HOME > 役に立つ不動産の知識 > 賃貸の知識

役に立つ不動産の知識〜賃貸の知識〜

賃貸契約の主な法律

賃貸借(借家)契約に適用になる主な法律

宅建業者が自ら売主となる宅地または建物の売買契約について、招待旅行先など事務所等以外の場所で、申し込みや契約をした場合にはクーリングオフ制度により、業者からクーリングオフを行うことができること、及びその方法が告げられた日から8日間は申し込みの撤回または契約の解除ができます。
※この制度は一般購入者を保護するための規定ですので、買主が業者である場合は適用されません。

〇借地借家法
主に借主を保護するために、民法の特別法として制定されている法律です。
  1. 借家について貸主側から解約や更新を拒絶するときには、その申入れに6ヵ月前等の期間と正当事由を要するといった制限を課しています。
  2. 借主は、通常に居住していれば、オーナーチェンジをした新しい貸主に対しても借家人たることを主張できます。
  3. 住居用の借家では借主が死亡した場合、相続人する人がいなくても、事実上借主と夫婦関係にあった同居人等が望むなら居住を継続することができます。
  4. 事情が変われば、貸主は賃料の増額を、他方借主は賃料の減額の請求ができます。その他、定期借家等が規定されています。
  5. 期間の満了により、借家契約が終了する定期借家制度も規定されています。
〇民法
賃貸契約は、一般的にどのような契約かについて規定している法律です。
  1. 貸主は、貸家の使用収益に必要な修繕をしなくてはならないとされています。
  2. 借主は、借家をまた貸し(転貸)等をするには、貸主の承諾を要する旨規定しています。

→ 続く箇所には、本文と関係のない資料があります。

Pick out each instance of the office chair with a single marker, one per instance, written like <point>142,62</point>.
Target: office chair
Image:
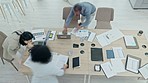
<point>2,38</point>
<point>103,17</point>
<point>74,21</point>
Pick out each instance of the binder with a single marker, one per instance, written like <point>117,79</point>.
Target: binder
<point>96,54</point>
<point>110,54</point>
<point>136,46</point>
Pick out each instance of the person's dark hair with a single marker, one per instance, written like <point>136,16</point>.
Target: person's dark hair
<point>25,36</point>
<point>41,54</point>
<point>77,7</point>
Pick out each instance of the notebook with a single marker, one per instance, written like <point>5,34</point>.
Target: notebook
<point>96,54</point>
<point>131,42</point>
<point>75,62</point>
<point>110,54</point>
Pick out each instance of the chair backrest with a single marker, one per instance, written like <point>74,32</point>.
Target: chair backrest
<point>2,38</point>
<point>105,14</point>
<point>74,21</point>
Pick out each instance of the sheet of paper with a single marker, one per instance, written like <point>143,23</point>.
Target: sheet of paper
<point>61,59</point>
<point>110,36</point>
<point>39,34</point>
<point>118,52</point>
<point>129,40</point>
<point>132,64</point>
<point>27,62</point>
<point>91,36</point>
<point>117,65</point>
<point>103,40</point>
<point>51,35</point>
<point>108,69</point>
<point>144,71</point>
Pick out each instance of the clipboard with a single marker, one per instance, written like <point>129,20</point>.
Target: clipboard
<point>132,63</point>
<point>132,47</point>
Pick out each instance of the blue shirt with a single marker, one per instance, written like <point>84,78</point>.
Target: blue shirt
<point>87,10</point>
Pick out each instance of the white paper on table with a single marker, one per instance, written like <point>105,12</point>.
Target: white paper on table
<point>108,69</point>
<point>53,35</point>
<point>39,34</point>
<point>144,71</point>
<point>61,59</point>
<point>103,40</point>
<point>129,40</point>
<point>118,52</point>
<point>74,31</point>
<point>117,65</point>
<point>132,64</point>
<point>108,37</point>
<point>91,36</point>
<point>27,62</point>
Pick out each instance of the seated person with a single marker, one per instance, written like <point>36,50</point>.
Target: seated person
<point>44,65</point>
<point>12,45</point>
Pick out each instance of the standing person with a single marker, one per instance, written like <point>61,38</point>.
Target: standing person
<point>12,44</point>
<point>87,12</point>
<point>44,65</point>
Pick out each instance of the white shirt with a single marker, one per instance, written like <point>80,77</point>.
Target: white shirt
<point>46,73</point>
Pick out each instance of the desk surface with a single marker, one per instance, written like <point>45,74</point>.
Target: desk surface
<point>63,46</point>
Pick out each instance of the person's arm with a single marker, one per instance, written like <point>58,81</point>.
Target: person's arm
<point>60,71</point>
<point>69,18</point>
<point>87,21</point>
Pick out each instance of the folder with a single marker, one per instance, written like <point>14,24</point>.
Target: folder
<point>96,54</point>
<point>131,42</point>
<point>110,54</point>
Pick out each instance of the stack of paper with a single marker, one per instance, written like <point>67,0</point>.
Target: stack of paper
<point>109,37</point>
<point>118,52</point>
<point>117,65</point>
<point>108,69</point>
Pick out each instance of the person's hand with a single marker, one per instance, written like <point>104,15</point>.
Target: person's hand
<point>30,45</point>
<point>79,27</point>
<point>64,31</point>
<point>65,67</point>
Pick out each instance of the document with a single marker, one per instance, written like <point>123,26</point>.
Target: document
<point>91,36</point>
<point>110,54</point>
<point>117,65</point>
<point>61,60</point>
<point>110,36</point>
<point>108,69</point>
<point>132,63</point>
<point>50,35</point>
<point>39,35</point>
<point>144,71</point>
<point>27,62</point>
<point>118,52</point>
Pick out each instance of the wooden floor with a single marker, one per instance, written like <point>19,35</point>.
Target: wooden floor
<point>48,14</point>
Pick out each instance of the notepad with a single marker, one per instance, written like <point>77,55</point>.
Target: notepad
<point>110,54</point>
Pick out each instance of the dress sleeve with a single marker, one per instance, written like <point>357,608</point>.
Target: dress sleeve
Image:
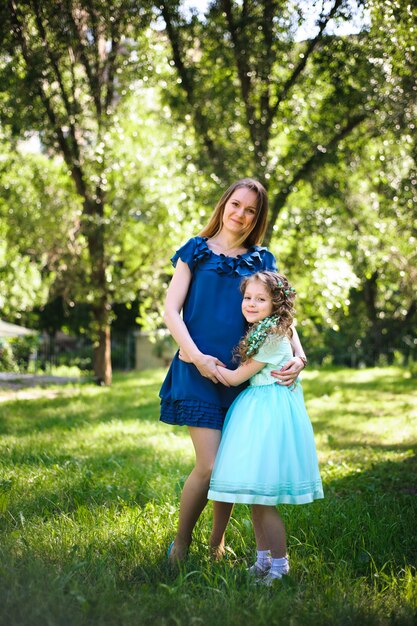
<point>186,253</point>
<point>269,263</point>
<point>271,350</point>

その他、借主の使用上の義務等が規定されています。
  3. 借主は、居住用など定められた使用方法で借家を使用しなければならないと規定されています。
  4. 借主は、他人の家を借りるわけですから、自分の家以上に注意を払って居住することを求めています。
〇宅地建物取引業法
宅地建物取引業を営む者に免許を取得させ、そのうえで宅建業者が行う業務として、契約前に「重要事項説明」をしたり、媒介等の報酬についても一定の限度内とさせる等、宅建業者に対しても適正な取引をするよう規制をしている法律です。
  1. 媒介や貸主に代わって契約を締結する代理について規定しています。
    もっとも、この媒介・代理については、継続的な契約関係の借家の入口である借家契約の締結時を規制するのみであり、中間の契約の更新や出口の敷金の精算等に仮に宅建業者が関与したとしても、この法律は及ばないと解されています。
    しかし、契約時に、中間や出口にかかわる特約について、まったく説明しなかったり誤った説明をして、宅建業者が契約にさせたりした時は、入口の問題としてこの法律が適用されます。
  2. 貸主については、自らアパート経営のように業として行ってもこの法律の適用なく、この法律に基づく免許は必要とされていません。